They studied Augustus for months—only to find out the exam is on Julius Caesar. How did 9 Queensland schools mess this up?
Eles estudaram Augusto por meses, só para descobrir que a prova é sobre Júlio César. Como 9 escolas de Queensland erraram feio assim?
Imagine dedicar meses a dominar o reinado de Augusto — suas reformas militares, seu gênio em relações públicas, a Pax Romana — só para descobrir que a prova é sobre Júlio César. Bruto não matou Roma; a QCAA matou.
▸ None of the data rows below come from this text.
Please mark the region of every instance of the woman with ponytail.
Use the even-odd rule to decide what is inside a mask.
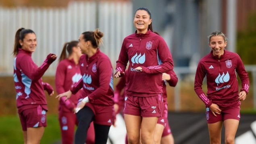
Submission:
[[[54,94],[52,86],[42,77],[57,56],[50,53],[38,67],[31,58],[37,46],[35,34],[31,30],[21,28],[15,35],[13,55],[14,83],[16,100],[24,144],[39,144],[46,126],[48,111],[44,90]]]
[[[82,53],[78,44],[78,41],[71,41],[65,43],[62,48],[55,75],[55,86],[58,94],[69,90],[82,78],[78,65]],[[62,144],[73,143],[75,125],[78,124],[75,110],[79,96],[82,92],[79,91],[66,101],[62,97],[59,101],[58,120]],[[93,132],[93,125],[92,125],[89,131]],[[94,143],[94,135],[89,136],[87,138],[86,144]]]
[[[154,143],[158,117],[163,116],[162,73],[171,70],[173,63],[164,39],[154,33],[150,11],[144,7],[135,12],[135,33],[125,38],[117,61],[114,77],[126,76],[123,110],[129,144]]]
[[[67,97],[67,100],[81,88],[83,90],[76,109],[78,126],[75,144],[85,143],[92,121],[95,144],[106,144],[114,120],[113,69],[109,58],[100,50],[103,36],[98,29],[80,35],[78,46],[84,54],[79,61],[82,78],[70,90],[56,97],[60,99]]]

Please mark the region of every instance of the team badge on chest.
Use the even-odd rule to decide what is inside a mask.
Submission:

Nove escolas. Um dia antes da prova. Nenhuma coletiva de imprensa. Nenhuma transparência. Só uma enxurrada de e-mails desesperados. Se fosse uma empresa, já teriam pedido demissão. Mas na educação? Recebemos um e-mail de 'desculpas sinceras' e seguimos em frente.
Vamos combinar: professores não são especialistas em currículo. Contamos com a QCAA para orientações claras. Quando eles falham, nós resolvemos de um jeito péssimo — aula de pânico em cima da hora.
Não me importo com memorandos de agosto de 2023. Minha filha entra nessa prova amanhã achando que não sabe nada. Essa é a realidade.
A estratégia de comunicação da QCAA não está quebrada — simplesmente não existe. Enviar memorandos para escritórios regionais não é um sistema à prova de falhas. Você precisa de alertas por SMS, portais para alunos e confirmações automáticas.
Então estudamos o imperador errado, e agora temos que saber magicamente sobre o assassinato de César? Legal. Legal legal legal.
A cultura interna trata memorandos como papelada para 'cuidar do próprio pescoço', não como ferramentas de ação. Se ninguém for responsabilizado, por que mudar?
Pelo menos vamos nos unir pelo trauma compartilhado. Reuniões futuras: 'Onde você estava quando traíram Augusto?'
O fiasco de matemática em 2020 aconteceu sob a mesma autoridade. Isso não foi um acidente. É um padrão.
Alunos não precisam de e-mails 'sinceras desculpas'. Precisam de provas reavaliadas, prazos estendidos e um pedido de desculpas completo com nomes responsáveis.